The Bulldozer Aftermath: Delving Even Deeper

Name: The Bulldozer Aftermath: Delving Even Deeper
Item: The Bulldozer Aftermath: Delving Even Deeper
Author: Johan De Gelas

by Johan De Gelas on May 30, 2012 1:15 AM EST

84 Comments | Add A Comment

84 Comments

Zooming in on SPEC CPU2006: the Good

We filtered out those benchmarks that showed a 30% improvement over Magny-Cours (based on the K10 core). Remember the Bulldozer architecture has been designed to deliver 33% more cores in the same power envelope while keeping the IPC more or less at 95% of the K10. The rest of the performance should have come from a clock speed increase. The clock speed increases did not materialize in the real world, and we also kept the clock speed the same to focus on the architecture. Where a 30-35% performance increase is good, anything over 35% indicates that the Bulldozer architecture handles that particular sort of software better than Magny-Cours.

SPEC Int CPU2006: the Bulldozer friendly

The Libquantum score is the most spectacular. Bulldozer performs over twice as fast and the score of 2750 is not that far from the all mighty Xeon 2660 at 2.2GHz (3310). Bulldozer here is only 17% slower.

At first sight, there is nothing that should make Libquantum run very fast on Bulldozer. Libquantum contains a high amount of branches (27%) and we have seen before that although Bulldozer has a somewhat improved branch predictor, the deeper pipeline and higher branch misprediction penalty can cause a lot of trouble. In fact, Perlbench (23%), Sjeng Chess (21%), and Gobmk (AI, 21%) are branchy software and are among the worst performing tests on Bulldozer. Luckily, Libquantum has a much easier to predict branches: libquantum is among the software pieces that has the lowest branch misprediction rates (less than six per 1000 instructions).

We all know that Bulldozer can deal much better with loads and stores than Magny-Cours. However, libquantum has the lowest (!) amount of load/stores (19%=14% Loads, 5% Stores). The improved Memory Level Parallelism of Bulldozer is not the answer. The table below gives an idea of the instruction mix of SPEC CPU2006int.

SPEC Int 2006 Application	IPC*	Branches	Stores	Loads	Total Loads/ Stores
perlbench	1.67	23	12	24	36
Bzip compression	1.43	15	9	26	35
Gcc	0.83	22	13	26	39
mcf	0.28	19	9	31	40
Go AI	1.00	21	14	28	42
hmmer	1.67	8	16	41	57
Chess	1.25	21	8	21	29
libquantum	0.43	27	5	14	1
h264 encoding	2.00	8	12	35	47
omnetppp	0.38	21	18	34	52
astar	0.56	17	5	27	32
XML processing	0.66	26	9	32	41

* IPC as measured on Core 2 Duo.

Libquantum has a relatively high amount of cache misses on most CPUs as it works with a 32MB data set, so it benefits from a larger cache. The 8MB L3 vs 6MB L3 might have boosted performance a bit, but the main reason is vastly improved prefetching inside Bulldozer. According to the researchers of the university of Austin and Microsoft, the prefetch requests in libquantum are very accurate. If you check AMD's own publications you'll notice that there were two major improvements to improve the single-threaded performance of the Bulldozer architecture (compared to the previous ones): an improved Turbo Core and vastly improved prefetching.

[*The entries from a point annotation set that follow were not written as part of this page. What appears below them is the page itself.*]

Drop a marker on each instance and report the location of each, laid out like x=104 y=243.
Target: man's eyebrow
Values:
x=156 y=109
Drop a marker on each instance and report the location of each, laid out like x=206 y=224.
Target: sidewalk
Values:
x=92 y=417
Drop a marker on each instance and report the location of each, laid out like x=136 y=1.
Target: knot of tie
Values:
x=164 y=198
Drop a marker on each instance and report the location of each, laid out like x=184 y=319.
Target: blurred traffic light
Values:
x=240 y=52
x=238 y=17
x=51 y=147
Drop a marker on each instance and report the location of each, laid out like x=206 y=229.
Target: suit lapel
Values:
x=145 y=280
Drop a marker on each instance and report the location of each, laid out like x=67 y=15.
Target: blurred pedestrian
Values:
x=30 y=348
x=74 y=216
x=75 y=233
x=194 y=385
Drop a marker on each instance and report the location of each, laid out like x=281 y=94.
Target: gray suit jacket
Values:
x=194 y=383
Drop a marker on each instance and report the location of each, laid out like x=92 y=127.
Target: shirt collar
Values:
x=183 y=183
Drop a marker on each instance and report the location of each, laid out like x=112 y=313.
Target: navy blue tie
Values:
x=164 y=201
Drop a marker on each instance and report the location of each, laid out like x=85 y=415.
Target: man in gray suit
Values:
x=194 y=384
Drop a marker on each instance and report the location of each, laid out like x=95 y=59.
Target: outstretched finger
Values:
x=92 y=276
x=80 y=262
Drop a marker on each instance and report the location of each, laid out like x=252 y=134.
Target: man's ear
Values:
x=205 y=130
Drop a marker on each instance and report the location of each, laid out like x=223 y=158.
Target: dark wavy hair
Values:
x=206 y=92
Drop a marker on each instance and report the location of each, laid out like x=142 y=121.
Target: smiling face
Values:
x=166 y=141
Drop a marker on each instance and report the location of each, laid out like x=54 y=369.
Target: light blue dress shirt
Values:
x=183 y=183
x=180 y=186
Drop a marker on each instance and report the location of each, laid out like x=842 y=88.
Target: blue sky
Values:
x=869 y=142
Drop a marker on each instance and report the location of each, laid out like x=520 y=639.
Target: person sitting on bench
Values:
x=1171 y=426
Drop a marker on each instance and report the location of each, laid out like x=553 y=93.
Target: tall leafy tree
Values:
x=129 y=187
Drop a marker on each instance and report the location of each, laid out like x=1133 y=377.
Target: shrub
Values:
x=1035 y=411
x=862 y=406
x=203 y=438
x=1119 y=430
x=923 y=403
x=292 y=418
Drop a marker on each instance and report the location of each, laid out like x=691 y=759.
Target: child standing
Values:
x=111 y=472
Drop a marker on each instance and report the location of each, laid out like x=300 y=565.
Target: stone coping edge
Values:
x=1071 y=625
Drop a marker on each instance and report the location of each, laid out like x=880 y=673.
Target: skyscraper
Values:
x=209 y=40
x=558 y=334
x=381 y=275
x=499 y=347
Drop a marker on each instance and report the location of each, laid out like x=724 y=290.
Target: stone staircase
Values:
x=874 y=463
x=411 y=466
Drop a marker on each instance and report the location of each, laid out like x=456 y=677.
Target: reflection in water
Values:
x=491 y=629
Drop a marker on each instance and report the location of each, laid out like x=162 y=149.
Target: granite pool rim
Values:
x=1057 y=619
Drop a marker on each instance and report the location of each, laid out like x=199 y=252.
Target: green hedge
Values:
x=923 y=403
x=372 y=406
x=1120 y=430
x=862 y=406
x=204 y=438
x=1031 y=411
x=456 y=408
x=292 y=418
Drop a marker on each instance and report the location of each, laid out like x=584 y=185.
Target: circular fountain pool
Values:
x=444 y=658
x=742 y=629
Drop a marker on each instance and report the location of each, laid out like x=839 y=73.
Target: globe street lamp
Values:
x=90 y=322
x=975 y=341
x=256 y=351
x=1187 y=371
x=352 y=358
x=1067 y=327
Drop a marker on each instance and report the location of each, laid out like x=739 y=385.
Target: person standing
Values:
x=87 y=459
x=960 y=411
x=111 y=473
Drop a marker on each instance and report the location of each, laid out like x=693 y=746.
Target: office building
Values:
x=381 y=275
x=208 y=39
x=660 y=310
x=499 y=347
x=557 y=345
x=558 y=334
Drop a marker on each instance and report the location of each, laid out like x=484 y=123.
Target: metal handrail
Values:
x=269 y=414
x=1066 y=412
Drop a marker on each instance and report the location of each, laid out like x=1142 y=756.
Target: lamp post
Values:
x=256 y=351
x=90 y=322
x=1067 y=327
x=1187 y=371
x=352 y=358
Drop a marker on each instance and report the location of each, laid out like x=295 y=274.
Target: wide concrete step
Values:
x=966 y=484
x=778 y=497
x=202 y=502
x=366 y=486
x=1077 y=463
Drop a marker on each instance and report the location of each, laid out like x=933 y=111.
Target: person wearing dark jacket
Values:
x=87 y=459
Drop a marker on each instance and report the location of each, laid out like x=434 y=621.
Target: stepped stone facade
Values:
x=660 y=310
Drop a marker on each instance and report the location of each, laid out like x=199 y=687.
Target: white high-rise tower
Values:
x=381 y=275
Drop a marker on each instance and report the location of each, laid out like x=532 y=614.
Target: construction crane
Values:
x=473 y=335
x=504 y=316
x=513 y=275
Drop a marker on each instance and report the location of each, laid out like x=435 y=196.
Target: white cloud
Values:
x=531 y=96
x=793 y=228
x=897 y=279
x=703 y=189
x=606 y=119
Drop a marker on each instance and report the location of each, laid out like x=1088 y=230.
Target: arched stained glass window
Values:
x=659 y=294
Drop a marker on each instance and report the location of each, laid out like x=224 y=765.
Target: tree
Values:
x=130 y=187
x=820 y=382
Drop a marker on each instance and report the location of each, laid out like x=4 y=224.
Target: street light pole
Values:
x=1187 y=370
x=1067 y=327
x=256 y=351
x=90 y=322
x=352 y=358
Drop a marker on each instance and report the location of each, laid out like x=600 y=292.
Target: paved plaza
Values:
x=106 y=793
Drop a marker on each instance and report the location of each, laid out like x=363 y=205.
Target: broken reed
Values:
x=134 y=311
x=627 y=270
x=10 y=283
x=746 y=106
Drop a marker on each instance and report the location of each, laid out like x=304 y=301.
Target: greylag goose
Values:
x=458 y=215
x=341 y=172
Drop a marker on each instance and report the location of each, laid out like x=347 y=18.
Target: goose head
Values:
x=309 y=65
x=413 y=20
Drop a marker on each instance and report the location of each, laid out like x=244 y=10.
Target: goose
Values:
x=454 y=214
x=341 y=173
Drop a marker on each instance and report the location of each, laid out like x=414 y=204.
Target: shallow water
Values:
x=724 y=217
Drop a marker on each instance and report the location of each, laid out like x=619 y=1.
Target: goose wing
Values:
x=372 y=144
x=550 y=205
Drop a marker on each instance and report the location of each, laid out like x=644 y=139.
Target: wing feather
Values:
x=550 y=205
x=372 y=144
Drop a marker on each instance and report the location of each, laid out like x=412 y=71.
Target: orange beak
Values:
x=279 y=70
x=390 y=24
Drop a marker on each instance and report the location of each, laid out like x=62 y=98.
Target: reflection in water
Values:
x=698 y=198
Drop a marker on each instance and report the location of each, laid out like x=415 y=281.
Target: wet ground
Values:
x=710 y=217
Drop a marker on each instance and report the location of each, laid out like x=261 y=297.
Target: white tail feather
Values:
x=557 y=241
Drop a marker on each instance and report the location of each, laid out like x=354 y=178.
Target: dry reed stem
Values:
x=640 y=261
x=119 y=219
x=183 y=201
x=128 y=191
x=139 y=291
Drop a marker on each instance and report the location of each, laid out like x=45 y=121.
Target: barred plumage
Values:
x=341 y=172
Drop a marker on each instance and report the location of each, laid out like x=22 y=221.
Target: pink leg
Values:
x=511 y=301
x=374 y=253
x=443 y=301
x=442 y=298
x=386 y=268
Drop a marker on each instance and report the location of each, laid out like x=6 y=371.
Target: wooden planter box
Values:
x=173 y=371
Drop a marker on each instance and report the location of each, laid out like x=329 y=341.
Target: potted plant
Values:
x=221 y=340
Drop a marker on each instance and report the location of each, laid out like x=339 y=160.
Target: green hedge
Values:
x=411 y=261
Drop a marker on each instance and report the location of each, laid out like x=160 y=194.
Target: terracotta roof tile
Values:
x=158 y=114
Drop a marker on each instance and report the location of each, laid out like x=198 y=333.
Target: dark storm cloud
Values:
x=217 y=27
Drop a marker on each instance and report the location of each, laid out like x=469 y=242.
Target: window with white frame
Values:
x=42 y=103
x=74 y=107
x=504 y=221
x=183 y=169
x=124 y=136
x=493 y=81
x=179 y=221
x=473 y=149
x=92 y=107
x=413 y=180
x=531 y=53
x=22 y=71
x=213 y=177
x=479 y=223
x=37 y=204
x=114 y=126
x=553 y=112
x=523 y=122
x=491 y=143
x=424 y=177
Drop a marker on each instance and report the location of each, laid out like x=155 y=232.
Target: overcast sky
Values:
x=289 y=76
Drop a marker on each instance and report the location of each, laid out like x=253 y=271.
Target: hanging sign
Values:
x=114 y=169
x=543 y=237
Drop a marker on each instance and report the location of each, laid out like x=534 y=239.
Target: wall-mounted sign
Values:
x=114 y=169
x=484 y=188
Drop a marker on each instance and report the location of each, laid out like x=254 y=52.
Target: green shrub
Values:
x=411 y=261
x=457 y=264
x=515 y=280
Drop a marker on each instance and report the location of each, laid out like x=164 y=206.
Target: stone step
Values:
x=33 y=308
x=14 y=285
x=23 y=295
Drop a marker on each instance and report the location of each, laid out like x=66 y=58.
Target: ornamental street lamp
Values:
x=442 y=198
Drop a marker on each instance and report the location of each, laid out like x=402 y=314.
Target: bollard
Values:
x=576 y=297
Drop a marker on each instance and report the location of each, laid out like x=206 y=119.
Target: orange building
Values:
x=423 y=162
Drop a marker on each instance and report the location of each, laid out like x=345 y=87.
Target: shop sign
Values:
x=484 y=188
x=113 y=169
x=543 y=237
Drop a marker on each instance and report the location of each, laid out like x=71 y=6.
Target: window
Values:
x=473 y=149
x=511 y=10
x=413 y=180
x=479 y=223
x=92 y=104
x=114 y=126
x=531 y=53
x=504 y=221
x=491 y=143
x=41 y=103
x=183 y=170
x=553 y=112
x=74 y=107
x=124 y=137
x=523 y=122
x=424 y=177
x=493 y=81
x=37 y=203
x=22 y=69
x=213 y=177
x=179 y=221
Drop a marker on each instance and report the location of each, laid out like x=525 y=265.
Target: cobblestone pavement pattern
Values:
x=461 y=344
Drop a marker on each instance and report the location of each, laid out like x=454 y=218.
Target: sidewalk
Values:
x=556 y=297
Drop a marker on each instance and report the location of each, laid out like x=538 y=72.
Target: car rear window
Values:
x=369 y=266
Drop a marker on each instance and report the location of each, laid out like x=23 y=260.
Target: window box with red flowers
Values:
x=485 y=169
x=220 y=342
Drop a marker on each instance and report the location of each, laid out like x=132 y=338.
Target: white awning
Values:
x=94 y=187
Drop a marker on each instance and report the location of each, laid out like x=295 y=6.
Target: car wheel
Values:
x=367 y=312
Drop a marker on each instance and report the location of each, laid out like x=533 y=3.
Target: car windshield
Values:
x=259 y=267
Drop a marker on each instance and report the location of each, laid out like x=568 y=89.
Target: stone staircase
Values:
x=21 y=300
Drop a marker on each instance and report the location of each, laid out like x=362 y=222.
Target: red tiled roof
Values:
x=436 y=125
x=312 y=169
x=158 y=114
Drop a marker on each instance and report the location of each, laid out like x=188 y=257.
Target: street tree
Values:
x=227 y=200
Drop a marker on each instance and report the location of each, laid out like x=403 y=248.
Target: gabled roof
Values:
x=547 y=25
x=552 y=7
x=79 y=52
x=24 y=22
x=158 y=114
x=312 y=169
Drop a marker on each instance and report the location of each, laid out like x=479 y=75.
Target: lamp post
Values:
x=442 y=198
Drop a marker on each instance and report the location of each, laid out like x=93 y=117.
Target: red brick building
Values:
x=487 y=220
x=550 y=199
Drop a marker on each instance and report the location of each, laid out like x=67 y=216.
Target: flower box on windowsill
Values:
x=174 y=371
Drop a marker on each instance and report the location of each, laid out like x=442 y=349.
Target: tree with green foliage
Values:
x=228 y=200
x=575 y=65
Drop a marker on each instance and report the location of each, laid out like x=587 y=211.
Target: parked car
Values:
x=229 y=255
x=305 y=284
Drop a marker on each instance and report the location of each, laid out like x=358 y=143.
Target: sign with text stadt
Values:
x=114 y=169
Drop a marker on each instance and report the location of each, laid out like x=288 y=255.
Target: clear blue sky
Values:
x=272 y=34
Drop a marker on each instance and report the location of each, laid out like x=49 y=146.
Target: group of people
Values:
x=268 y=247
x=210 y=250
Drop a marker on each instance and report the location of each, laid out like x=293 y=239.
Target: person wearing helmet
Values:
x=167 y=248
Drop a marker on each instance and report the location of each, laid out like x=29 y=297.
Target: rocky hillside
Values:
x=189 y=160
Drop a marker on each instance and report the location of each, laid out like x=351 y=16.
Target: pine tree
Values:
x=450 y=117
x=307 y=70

Next, let's look at the excellent mcf result. mcf is by far the most memory intensive SPEC CPU Int benchmark out there. mcf misses the L1 data cache about five times more than all the other benchmarks on average. The hit rate is lower than 70%! mcf also misses the last level cache up to eight times more than all other benchmarks. Clearly mcf is a prime candidate to benefit from the vastly improved L/S units of Bulldozer.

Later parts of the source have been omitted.